24 Gennaio 2016

Carissimi Parrocchiani,

concludiamo la nostra riflessione sulle diverse modalità con cui Mosè ha espresso la sua missione verso gli israeliti con questa significativa riflessione di san Gregorio di Nissa.

Il Santo riflette sul fatto che Mosè, a motivo dei tanti servizi svolti ha meritato di essere chiamato “servo di Dio”. Si tratta di un appellativo “sublime” – osserva il santo –, da considerarsi come il coronamento di una vita interamente vissuta nell’obbedienza alla volontà di Dio.

Per spiegare meglio questa affermazione, egli offre una mirabile sintesi delle tappe più significative che segnano il ‘sentiero’ di Mosè per concludere che la meta vera, quella più desiderabile, era proprio quella di potersi fregiare del titolo di ‘servo’.

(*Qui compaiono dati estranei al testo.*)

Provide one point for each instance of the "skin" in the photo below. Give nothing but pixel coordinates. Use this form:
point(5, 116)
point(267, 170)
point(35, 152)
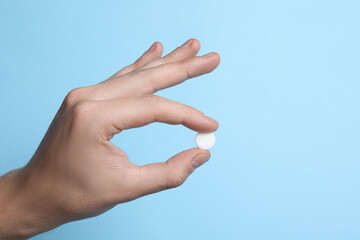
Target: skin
point(77, 173)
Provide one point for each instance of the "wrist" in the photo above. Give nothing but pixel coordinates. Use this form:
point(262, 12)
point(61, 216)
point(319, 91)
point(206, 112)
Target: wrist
point(25, 212)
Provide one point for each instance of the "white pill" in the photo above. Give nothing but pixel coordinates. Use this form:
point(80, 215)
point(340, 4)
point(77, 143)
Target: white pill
point(205, 140)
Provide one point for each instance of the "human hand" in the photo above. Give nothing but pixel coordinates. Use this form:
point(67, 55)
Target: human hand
point(77, 172)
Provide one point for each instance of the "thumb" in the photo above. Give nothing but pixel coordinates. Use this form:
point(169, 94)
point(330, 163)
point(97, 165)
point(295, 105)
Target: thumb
point(156, 177)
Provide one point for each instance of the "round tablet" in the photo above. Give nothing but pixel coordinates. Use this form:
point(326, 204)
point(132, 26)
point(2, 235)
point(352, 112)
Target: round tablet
point(205, 140)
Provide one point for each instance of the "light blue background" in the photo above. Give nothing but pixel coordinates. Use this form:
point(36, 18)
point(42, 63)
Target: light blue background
point(286, 164)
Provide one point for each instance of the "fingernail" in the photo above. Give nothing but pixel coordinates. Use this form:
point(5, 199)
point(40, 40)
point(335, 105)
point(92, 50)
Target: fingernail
point(208, 55)
point(187, 43)
point(211, 119)
point(153, 46)
point(200, 160)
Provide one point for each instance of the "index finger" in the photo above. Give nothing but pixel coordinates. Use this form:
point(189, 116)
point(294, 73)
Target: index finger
point(133, 112)
point(151, 80)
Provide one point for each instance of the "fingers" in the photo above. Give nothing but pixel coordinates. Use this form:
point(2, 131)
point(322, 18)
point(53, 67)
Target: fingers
point(153, 53)
point(189, 49)
point(151, 80)
point(125, 113)
point(155, 177)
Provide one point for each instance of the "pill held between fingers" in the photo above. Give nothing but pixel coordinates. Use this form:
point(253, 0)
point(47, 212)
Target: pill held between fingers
point(205, 141)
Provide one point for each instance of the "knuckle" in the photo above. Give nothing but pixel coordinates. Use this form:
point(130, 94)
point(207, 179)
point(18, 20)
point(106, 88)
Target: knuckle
point(73, 97)
point(184, 68)
point(83, 111)
point(152, 99)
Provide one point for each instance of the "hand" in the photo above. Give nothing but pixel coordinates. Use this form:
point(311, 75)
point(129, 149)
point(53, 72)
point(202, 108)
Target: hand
point(77, 172)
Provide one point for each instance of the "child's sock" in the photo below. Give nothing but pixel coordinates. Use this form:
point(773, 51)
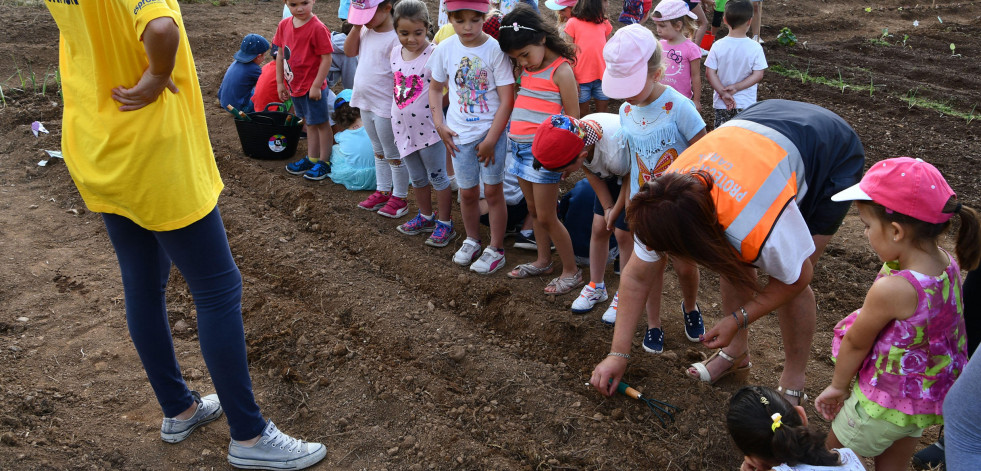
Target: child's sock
point(400, 179)
point(383, 175)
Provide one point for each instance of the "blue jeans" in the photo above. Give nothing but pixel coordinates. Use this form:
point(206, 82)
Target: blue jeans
point(200, 251)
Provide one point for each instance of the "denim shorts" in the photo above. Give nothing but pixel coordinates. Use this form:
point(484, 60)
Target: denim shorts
point(594, 89)
point(313, 112)
point(614, 188)
point(470, 171)
point(521, 165)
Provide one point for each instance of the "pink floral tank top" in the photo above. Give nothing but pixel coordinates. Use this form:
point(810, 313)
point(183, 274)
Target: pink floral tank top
point(914, 361)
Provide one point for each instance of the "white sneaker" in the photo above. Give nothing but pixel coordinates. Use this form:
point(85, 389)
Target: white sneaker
point(588, 297)
point(275, 450)
point(610, 316)
point(489, 262)
point(467, 253)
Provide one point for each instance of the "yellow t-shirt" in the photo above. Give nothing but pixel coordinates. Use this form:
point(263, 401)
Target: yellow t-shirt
point(154, 165)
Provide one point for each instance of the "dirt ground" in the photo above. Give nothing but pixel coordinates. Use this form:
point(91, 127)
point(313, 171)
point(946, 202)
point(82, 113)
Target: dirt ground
point(381, 347)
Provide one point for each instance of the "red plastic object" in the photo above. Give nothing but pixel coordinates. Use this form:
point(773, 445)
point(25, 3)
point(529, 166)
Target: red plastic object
point(707, 41)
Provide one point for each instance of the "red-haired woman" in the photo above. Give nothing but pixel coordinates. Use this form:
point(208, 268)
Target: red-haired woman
point(755, 193)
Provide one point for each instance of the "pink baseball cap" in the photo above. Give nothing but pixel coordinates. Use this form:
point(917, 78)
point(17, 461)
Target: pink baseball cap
point(672, 9)
point(482, 6)
point(626, 56)
point(905, 185)
point(560, 4)
point(362, 11)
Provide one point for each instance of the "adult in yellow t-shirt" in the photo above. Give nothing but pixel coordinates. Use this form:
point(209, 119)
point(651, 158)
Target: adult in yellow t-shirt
point(136, 143)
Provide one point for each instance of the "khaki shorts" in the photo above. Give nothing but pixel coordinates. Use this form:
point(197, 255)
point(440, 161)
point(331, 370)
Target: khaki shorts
point(865, 435)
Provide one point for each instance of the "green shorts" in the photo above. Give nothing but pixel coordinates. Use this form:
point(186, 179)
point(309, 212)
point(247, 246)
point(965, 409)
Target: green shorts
point(865, 435)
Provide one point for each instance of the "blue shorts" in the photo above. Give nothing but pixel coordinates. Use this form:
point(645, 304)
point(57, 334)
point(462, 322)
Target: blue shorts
point(470, 171)
point(594, 89)
point(521, 166)
point(313, 112)
point(615, 188)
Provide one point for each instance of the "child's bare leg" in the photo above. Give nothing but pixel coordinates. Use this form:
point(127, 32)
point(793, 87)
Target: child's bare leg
point(541, 235)
point(654, 298)
point(424, 199)
point(599, 249)
point(546, 194)
point(470, 210)
point(497, 212)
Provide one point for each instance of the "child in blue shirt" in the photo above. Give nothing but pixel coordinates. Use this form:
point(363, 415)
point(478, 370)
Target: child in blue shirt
point(239, 83)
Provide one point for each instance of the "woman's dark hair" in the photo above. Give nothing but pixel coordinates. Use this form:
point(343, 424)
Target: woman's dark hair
point(412, 10)
point(925, 234)
point(589, 10)
point(345, 115)
point(675, 214)
point(522, 15)
point(750, 424)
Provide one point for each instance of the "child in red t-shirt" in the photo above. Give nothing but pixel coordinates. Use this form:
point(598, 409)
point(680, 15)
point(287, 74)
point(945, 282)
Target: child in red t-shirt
point(301, 71)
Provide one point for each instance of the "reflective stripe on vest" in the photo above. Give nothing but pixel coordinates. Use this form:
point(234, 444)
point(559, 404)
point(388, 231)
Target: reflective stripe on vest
point(538, 98)
point(755, 176)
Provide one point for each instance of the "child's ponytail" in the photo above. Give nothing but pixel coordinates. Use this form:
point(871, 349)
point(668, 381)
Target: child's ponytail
point(968, 246)
point(523, 26)
point(764, 425)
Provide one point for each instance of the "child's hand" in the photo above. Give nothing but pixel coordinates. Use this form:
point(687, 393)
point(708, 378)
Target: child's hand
point(830, 401)
point(485, 152)
point(447, 134)
point(146, 91)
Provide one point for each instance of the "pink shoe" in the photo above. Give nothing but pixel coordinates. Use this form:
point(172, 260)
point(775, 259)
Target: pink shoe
point(395, 208)
point(374, 202)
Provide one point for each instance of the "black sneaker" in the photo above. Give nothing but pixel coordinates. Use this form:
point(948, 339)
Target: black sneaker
point(694, 327)
point(931, 457)
point(525, 242)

Le tappe che con un linguaggio puntuale, efficace e non privo di poesia ricorda sono le battaglie affrontate nelle quali ha riportato vittoria sui nemici; l’attraversamento del Mar Rosso e il cammino nel deserto con i miracoli della manna e dell’acqua fatta scaturire dalla roccia; l’esperienza di incontro con Dio sul monte Sinai nella quale ha ricevuto il dono dei comandamenti; la presa di distanza dal male e da ogni idolo attraverso un cammino di purificazione fatto in prima persona e nel quale è riuscito a coinvolgere anche gli israeliti così da restituire loro dignità e libertà.

Attraverso queste tappe Mosè ha conseguito il fine più ambito di meritarsi il titolo di “ servo di Dio”. Questo è infatti il punto di arrivo della vita spirituale. Ma ascoltiamo ora direttamente le parole di san Gregorio di Nissa:

 Apprendiamo così che, dopo essere passato per tanti successi, allora è ritenuto degno di questo appellativo sublime, in modo da esser chiamato servo di Dio, che equivale a dire che egli fu superiore a tutto […].
Che cosa ci insegnano queste parole? A guardare a un solo fine durante questa vita: essere chiamati servo di Dio grazie alla nostra condotta di vita. Quando avrai vinto tutti i nemici, l’egiziano l’amalecita l’idumeo il madianita, avrai traversato il mare, sarai stato illuminato dalla nube e addolcito dal legno, avrai bevuto dalla roccia e gustato il cibo celeste; quando con purezza e santità ti sarai aperto la strada per salire al monte e, giunto là, avrai appreso il mistero divino dalla voce della tromba e, nella tenebra che impediva di vedere, ti sarai avvicinato a Dio con la fede, e lì avrai conosciuto i misteri della tenda e la dignità del sacerdozio; quando avrai intagliato il tuo cuore, così da imprimervi le parole divine, quando avrai distrutto l’idolo d’oro, cioè avrai cancellato dalla vita la brama di possedere, quando ti sarai innalzato tanto da apparire invincibile alla magia di Balaam ( a udire magia, intendi il vario inganno di questa vita, il quale gli uomini, come incantati da una coppa di Circe, si estraniano dalla propria natura e assumono l’aspetto degli animali irragionevoli); quando sarai passato attraverso tutte queste esperienze …; quando tu avrai ridotto al niente tutto ciò che si eleva contro la tua dignità come Datan, consumandolo col fuoco come Core; allora tu ti avvicinerai al termine, e io intendo con questa parole ‘termine’ ciò in vista di cui tutto avviene: così, il termine della coltivazione dei campi è gustarne i frutti; il termine della costruzione di una casa è abitarvi; il termine del commercio è arricchirsi; infine, il termine della fatiche dello stadio è essere coronati: così, il termine della vita spirituale è essere chiamati servi di Dio (La vita di Mosé, nn. 314-317).